Georgia - Nature and Scientific Wonders

Georgia - Nature and Scientific Wonders

smithsonian.com

Whether you dream of hiking up a mountain or hang gliding off one, kayaking down a meandering river or rafting a Class V rapid, Georgia’s diverse landscape delivers some of the most exciting outdoor adventures in the country. Your visit to the state will not only refresh your spirit, it will supply an adrenaline rush you won’t soon forget.

Coastal Beauty
You can experience natural wonders and ancient cultures by foot or boat along the Georgia coast. Paddlers can explore ancient Cypress trees and see rare and endangered wildlife along the inland waterways on the Altamaha and Ogeechee Rivers and the still, black waters of the Okefenokee Swamp. The Intercoastal Waterway provides some of the richest fishing in the Atlantic Ocean and offers opportunities for exciting sea kayaking.

Mountain Highs
Visitors seeking a chance to commune with nature will find uncommon experiences in the foothills of the Appalachian Mountains in north Georgia. In Dawsonville, Amicalola Falls is home to both the tallest waterfalls east of the Mississippi River and the challenging, eight-mile hiking approach to Springer Mountain, the southern end of the 2,175-mile Appalachian Trail. One of the most spectacular canyons in the eastern United States, Tallulah Gorge, is two miles long and nearly 1,000 feet deep. Hikers travel in both directions - down to the gorge floor and up along a series of rim trails to scenic overlooks. For a truly spectacular view, you can challenge your endurance to and from the new suspension bridge over Hurricane Falls, the tallest of the gorge’s waterfalls, or for the experienced rock climber, test your skill on the rock faces of the gorge.

Scenic Rivers
Adventurers of all ages can brave one of the longest free-flowing rivers in the Southeast, the Chattooga River in northeast Georgia. The Chattooga, named to the prestigious Wild and Scenic River System, is still relatively untouched and home to some of the most difficult and technical Class III, IV and V whitewater rapids in the region. If you have loftier ambitions, visit Lookout Mountain Flight Park, which teaches and certifies more hang glider pilots than any other school in the country and features the easiest, safest and most-used launch in the world, and has more than 20 miles of scenic ridge.

Southern Landscape
Teeming with lakes and rivers for fishing, boating and nature watching, this central region of Georgia delivers exceptional water sports opportunities. The Altamaha River is home to more than 130 rare and endangered species and was named "One of America’s Last Great Places" by the Nature Conservancy. The river flows 137 miles from its origin to the delta of the Atlantic coast without breaks, making it the ideal location for kayaking.

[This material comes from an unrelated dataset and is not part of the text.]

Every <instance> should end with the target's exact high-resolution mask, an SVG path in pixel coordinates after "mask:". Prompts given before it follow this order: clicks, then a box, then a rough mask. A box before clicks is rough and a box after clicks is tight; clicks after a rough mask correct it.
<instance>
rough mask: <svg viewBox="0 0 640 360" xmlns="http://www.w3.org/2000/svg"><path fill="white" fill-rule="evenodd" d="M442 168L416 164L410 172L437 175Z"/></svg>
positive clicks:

You can find more than just water sports in a visit to Georgia’s Lake Country. Lake Oconee and Lake Sinclair features a total of 171 holes of diverse, scenic championship golf, a variety of outdoor recreational opportunities or just relax at the luxury spa at The Ritz Carlton Lodge, Reynolds Plantation. Northeast Georgia’s Lincoln County is home to Clarks Hill Lake, the largest Corps of Engineers project east of the Mississippi, which features more than 1,200 miles of shoreline and is an outdoor lover’s paradise.

Breathtaking views are at every turn at Providence Canyon State Conservation Park in Lumpkin, Georgia’s "Little Grand Canyon." The rare Plumleaf Azalea and other wildflowers, as well as the pink, orange, red and purple hues of the soft canyon soil, make a beautiful natural painting at the unique park. Hiking along the rim trail and backpacking through backcountry trails offer one-of-a-kind experiences.

Urban Adventure
In the urban environment of Atlanta, you might be surprised to find a variety of opportunities to enjoy the outdoors. Centennial Olympic Park, a 21-acre legacy from the 1996 Olympic Games in downtown Atlanta, and Piedmont Park, a 185-acre green space in the heart of midtown Atlanta, offer space for walking, jogging, team sports and other activities. The PATH Foundation has created more than 60 miles of paved trails throughout the city for running, cycling, walking or blading. The PATH also connects to the Silver Comet Trail, a 37-mile paved route from Smyrna to Rockmart that, when completed, will reach the Georgia-Alabama state line.

Hiking trails and picnic areas dot the 48-mile Chattahoochee River National Recreation Area. Located in the Chattahoochee-Oconee National Forest, you can hike more than 50 miles of trails, waterfalls and trout streams just 25 minutes north of the city. More than 2,000 acres of peaceful wilderness are nestled west of the city at Sweetwater Creek State Park. Hikers can follow a wooded trail along the free-flowing stream to the ruins of the New Manchester Manufacturing Company, or to the top of the rocky bluff for breathtaking views of the shoals.